Ready or Not movie cast: Samara Weaving, Mark O’Brien, Adam Brody, Henry Czerny, Andy MacDowell
Ready or Not movie director: Matt Bettinelli-Olpin, Tyler Gillett
Ready or Not movie rating: 2.5 stars
Martial homes are always tricky terrain for brides, with or without the monsters-in-law. But what if the in-laws were indeed monsters? Treading Get Out territory, but not as much a social commentary as it would like to be, Ready or Not is a comic-horror flick that is not shy of blood, gore or pushing the envelope, but isn’t finally as good as it promises to be.
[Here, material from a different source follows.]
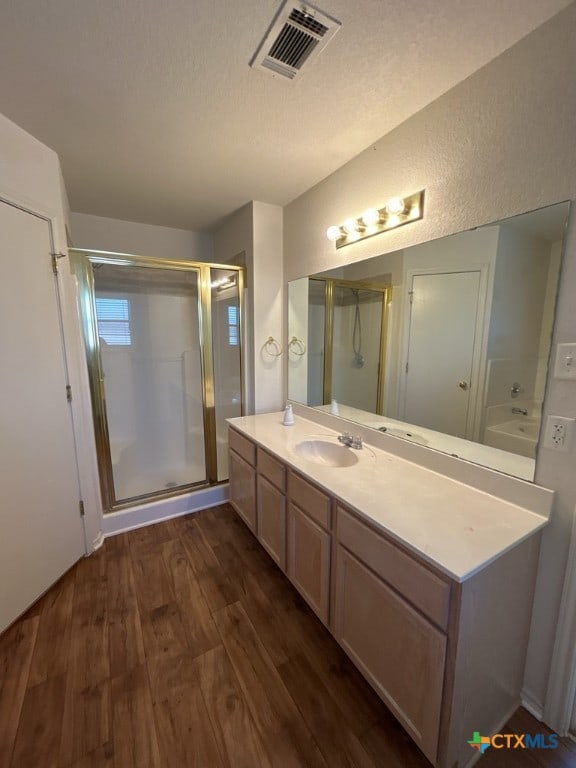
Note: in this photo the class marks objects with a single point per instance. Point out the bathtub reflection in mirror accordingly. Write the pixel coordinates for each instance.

Like mentioned above, directors Bettinelli-Olpin and Gillett are on fertile ground from the moment we are introduced to Grace (Weaving). Having grown up in a series of foster homes, she is getting married into the Le Domas family, a gaming business royalty who are openly hostile to her. Is it normal in-law tension, is it the class difference, or is it something else altogether? All are possibilities as husband Alex (O’Brien) tells Grace about the family initiation ritual on their wedding night, which involves a game starting midnight. There is a family lore behind it, and the bizzare meets the macabre as Grace is thrust into a round of ‘Hide and Seek’.
A perfect bride in her blonde hair, blue eyes, wide smile, lacy wedding dress, and her overeager cheer, Grace (Weaving) is up for a night in hell. It isn’t just her wedding dress that will be left unrecognisable by the end of it, as she is hunted down the Le Domas mansion with an array of armour. There is humour aplenty, as domestic help get killed one and one by accident, and die completely unmourned. A comment is sought to be made on the blood lust that hasn’t left even the children of the household untouched, but you are not sure what the filmmakers intend given the deaths that otherwise occur with so much blood and detail here.
Some of that violence is truly far-out (not a mean achievement given how much of it is all around us), and will put a smile on your face inspite of yourself. But some of it is plain gratuitous.
All through, the one message the film keeps underlining is the divide between the rich and poor — the reason a foster girl (a delightful Weaving) is pitted against as wealthy as they come. However unsubtle as that message may be, it is another that is more insightful: the power and influence our families have on us, and can we ever break away.